I told him it was a lot of money. He shrugged his shoulders, and held up his hands as if to show me that he was positively giving them to me. Then I definitely declined to buy them.
And now, after thirteen years have passed, I hear that they were afterwards sold for the price of the gold plus a quarter for the antique design. Old Egyptian gold is 24 carat, and an English sovereign is 18 carat, so that the price came out at about the price of ordinary gold. And one of those implicated in the transaction has since admitted to me that the bracelets were forgeries.

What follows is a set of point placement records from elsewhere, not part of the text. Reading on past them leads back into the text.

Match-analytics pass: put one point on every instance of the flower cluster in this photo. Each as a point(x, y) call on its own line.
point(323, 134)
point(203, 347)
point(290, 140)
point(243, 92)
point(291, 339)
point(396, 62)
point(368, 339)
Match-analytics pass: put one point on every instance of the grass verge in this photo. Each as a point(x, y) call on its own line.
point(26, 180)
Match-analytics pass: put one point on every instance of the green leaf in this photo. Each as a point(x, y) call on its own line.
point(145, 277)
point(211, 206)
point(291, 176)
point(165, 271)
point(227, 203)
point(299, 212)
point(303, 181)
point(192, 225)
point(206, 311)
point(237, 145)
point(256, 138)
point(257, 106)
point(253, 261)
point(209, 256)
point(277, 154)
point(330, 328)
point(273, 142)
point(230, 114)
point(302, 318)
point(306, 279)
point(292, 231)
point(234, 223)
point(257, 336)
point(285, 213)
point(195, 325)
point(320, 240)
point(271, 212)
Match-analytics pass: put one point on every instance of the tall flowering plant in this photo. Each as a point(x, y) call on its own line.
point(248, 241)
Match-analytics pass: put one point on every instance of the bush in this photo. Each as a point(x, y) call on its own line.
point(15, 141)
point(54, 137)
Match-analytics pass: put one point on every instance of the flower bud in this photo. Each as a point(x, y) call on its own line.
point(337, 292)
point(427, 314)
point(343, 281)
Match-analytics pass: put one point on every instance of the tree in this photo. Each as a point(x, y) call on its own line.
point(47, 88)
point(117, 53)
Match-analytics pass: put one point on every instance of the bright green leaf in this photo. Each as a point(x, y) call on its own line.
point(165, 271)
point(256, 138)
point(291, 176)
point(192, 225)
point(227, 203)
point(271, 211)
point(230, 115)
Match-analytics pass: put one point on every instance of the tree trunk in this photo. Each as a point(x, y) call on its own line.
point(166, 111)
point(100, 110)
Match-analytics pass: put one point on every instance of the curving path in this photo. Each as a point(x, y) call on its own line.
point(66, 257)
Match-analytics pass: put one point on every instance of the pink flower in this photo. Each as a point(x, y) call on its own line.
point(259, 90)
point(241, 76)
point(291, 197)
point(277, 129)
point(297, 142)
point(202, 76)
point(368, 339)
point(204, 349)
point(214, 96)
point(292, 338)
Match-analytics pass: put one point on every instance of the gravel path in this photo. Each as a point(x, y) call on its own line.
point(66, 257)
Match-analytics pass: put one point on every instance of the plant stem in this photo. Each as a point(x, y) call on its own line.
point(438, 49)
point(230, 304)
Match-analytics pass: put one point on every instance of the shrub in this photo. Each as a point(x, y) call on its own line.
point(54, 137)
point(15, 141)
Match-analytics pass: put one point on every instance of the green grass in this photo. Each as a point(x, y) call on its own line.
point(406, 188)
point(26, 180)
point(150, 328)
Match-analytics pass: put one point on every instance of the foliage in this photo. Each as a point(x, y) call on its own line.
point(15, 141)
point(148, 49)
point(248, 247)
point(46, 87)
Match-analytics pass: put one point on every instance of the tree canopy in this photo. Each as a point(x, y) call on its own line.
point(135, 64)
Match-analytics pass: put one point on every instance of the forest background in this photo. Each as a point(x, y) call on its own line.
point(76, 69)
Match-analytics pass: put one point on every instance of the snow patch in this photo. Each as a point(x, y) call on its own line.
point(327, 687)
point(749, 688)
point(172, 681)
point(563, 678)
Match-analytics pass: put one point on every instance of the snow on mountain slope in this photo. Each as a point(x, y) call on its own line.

Last year I was shown by a collector a small gold scarab. It was quite hollow and made of very thin gold, and it had the appearance of having been pressed out in a mould. I was asked to give an opinion on it, but was able to escape without committing myself. My opinion was that the scarab was not genuine, but as it was the first example of its kind that I had seen, I did not care to express too definite an opinion upon the subject. This year I have seen other gold ornaments bought at the same place, and I have no hesitation in saying that the scarab was an exceedingly well-made copy of a genuine one.
PLATE II.
NECKLACES AND A BRACELET.
1. A necklace composed of genuine old carnelian beads, with spurious gold bottles.
2. Part of a necklace made of silver-gilt filigree work, with coloured glass scarabs—bought in Algiers.
3. A bracelet made up of imitation scarabs set in gold of a low carat.
4. A string of genuine old carnelian and spurious gold beads.